2012 Student: György Kovács

György Kovács is a student mentored by the Foundation in the Google Summer of Code 2012. This is his project proposal. There are also blog posts reporting his project progress.

Short description: The aim of the project is to reimplement the Matlab code of the Berkeley Earth Surface Temperature software using Open Source Tools to make it available for the open source community research climate change. In the work I would use R or C++ with GNU GSL.

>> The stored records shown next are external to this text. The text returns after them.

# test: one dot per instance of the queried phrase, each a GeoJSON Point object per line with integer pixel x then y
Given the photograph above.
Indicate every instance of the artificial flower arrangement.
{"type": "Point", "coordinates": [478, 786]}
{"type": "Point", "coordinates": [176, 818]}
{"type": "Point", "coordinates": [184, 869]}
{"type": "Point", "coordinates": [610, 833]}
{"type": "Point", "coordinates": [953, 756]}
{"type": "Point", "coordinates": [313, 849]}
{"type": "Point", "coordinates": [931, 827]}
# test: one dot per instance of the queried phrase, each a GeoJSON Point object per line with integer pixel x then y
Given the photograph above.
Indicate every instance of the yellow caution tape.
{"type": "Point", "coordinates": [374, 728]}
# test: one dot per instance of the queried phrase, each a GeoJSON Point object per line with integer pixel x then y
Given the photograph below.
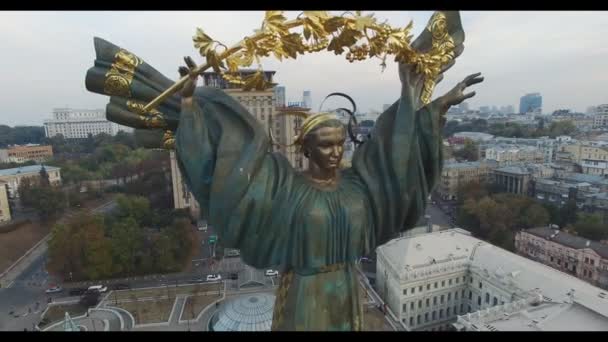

I’m an assistant lecturer at University of Debrecen (http://www.inf.unideb.hu), MSc. in Computer Science, MSc. in Applied Mathematics. Besides, currently I am a BSc. student in Physics.
I live in Debrecen, Hungary, GMT+1, and my preferred communication language is English.
My main interest areas are machine learning and computer vision. I’m familiar with several technologies, frameworks and libraries related to scientific and numerical computations and parallelization, like Matlab, GNU GSL, OpenCL, OpenMP, pthread.
I lead an open source development called OpenIP. Within this OpenIP project I have implemented a waste of image processing and machine learning algorithms, including many numerical solutions. Without the sake of completeness: histogram and continuous distribution based classifiers, decision tree based classifiers, validation and discretization techniques, graph search algorithms, stochastic optimization techniques, wavelet transforms, etc. for the statistical segmentation of 2D/3D images. In this project many of the related open source packages are used rutinely: GSL, libpng, libjpeg, libtiff, libsvm, etc.
Sometimes I use R and unfortunately I’m not too experienced with Python and JavaScript.
I’m a PhD-student in Signal Processing and Digital Communication. During the implementation of the OpenIP library, I have understood and implemented the content of many scientific paper, and have also written some. You can find the list in my CV at my website.
I have no experience in climate science (apart from the shows on National Geographic and Dicsovery channels), but I have keen personal interest. I know some general facts and/or urban legends about the change of the Gulf-stream, etc., but anyway, I would like to know more from reliable sources.
I would like to participate Google Summer of Code, because I am working at my university as an assistant lecturer, the summer is free and I want to do something interesting and beneficial. Furthermore, I want to try myself in an international group.
I have chosen the Climate Code Foundation as my mentor, since I have found some project proposals really interesting, and I am also interested in the ongoing research in climate science.
In the summer I will take a two-weeks holiday in Hungary, watch the European Football Championship and the Olympic Games on TV :), for about two weeks, but in the rest I wanna go on with research and programming.

The Project

I am interested in the reimplementation of the Berkeley Earth Surface Temperature code. As it is stated, it’s written in Matlab and an open source implementation would be required.
First I would like to understand what’s going on in the code, then I reimplement them in C++/C using GNU GSL, or in R. (Although I have mentioned that I’m not too experienced in R, I wanna learn it for a long time, so this would be a perfect opportunity.) Furthermore, if required, I could do a C++ implementation and write some R binding for it. Since I’m experienced in statistical methods (PCA, feature selection, curve fitting with Support Vector Machines, B-Splines, etc.), if I have some ideas to enhance the functionalities of the code, after discussion with the mentors, I could do it, as well.
In the summer I would like to perform this work in July-August.
My project does not require travel.
Actually, I could not access the Matlab Code on the specified link, so I could not analyse it. At first glance, the risks are low, since I have already done many Matlab => C++ reimplementations (filtered backprojection for positron emission tomography, etc.). If the code must be merged to some existing library (apart from GSL), and I should use its data structures, methods, methodologies, the work could become harder, since I must understand the existing concepts, discover the existing tools, etc. But in general, I can do it.
For the best results and preferred enhancements, I would like to have a scientist mentor. If the code must be merged to an existing system, I would need a programmer mentor, as well, to help me discover the key data structures and functionalities of the existing libraries.
I can work in team but if required, I can work efficiently in self-sufficing manner, it depends on the details.